Anonymous wrote:My DH is an amazing dad and husband. Smart, attractive, successful, and caring. We just had a baby a month ago, and he does everything for us. But he drinks on average 1-2 bottles of wine per night. I’m not drinking, so it seems unnecessary to me that he drinks so much especially alone. There have been a few instances of him overdoing it, slipping/falling, passing out on the couch, blacking out, forgetting to pick me up, etc. Luckily no significant instances since baby has arrived. When he’s drinking and I ask him to cut back, he says I should leave him alone, but the next day, he agrees it is not healthy or good. But even after many different promises, he can’t seem to consistently cut down or stop once he’s started no matter how much we’ve discussed in the past. I try to not nag but I get frustrated because I know it’s bad for him and not a good example for our child long term. I don’t know what I should do to help him or better handle/cope with this situation.

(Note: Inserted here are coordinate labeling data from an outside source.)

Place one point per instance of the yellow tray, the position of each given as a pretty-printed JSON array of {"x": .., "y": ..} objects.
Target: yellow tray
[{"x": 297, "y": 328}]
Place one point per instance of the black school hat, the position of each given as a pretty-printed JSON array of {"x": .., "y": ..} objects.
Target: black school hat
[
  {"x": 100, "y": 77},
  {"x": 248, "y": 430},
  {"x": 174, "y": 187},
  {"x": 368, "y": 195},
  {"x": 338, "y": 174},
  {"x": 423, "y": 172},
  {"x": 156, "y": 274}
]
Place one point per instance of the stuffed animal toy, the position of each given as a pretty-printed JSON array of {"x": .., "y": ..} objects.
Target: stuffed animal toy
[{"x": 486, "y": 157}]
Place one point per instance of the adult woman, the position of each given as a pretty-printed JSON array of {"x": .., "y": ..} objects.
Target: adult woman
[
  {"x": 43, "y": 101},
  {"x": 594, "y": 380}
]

Your husband is addicted to alcohol and the examples you cite above are signs that the addiction is out of control. The fact that he is telling you to leave him alone about it while drunk and then feeling regret the next day is a sign that he knows it, but is unable to stop. Even if he wants to stop it may take time for him to really get to the point where he can fully accept that is the only choice.
He needs treatment of some kind, either through a doctor or on his own. AA is obviously very well known. There's also different online programs - Reframe is one.
Only you can decide what to do here. At a minimum I'd get all alcohol out of the house and tell him you want an alcohol free home. That will likely cause him to start sneaking it/hiding it, which is bad, but it will force the conversation.
I am sorry you are dealing with this. I am 15 months sober. It was a long and ugly fight to get that way. I am lucky to still have my family, but my spouse would have been well within rights to leave. I wish you and your family all the best in dealing with this.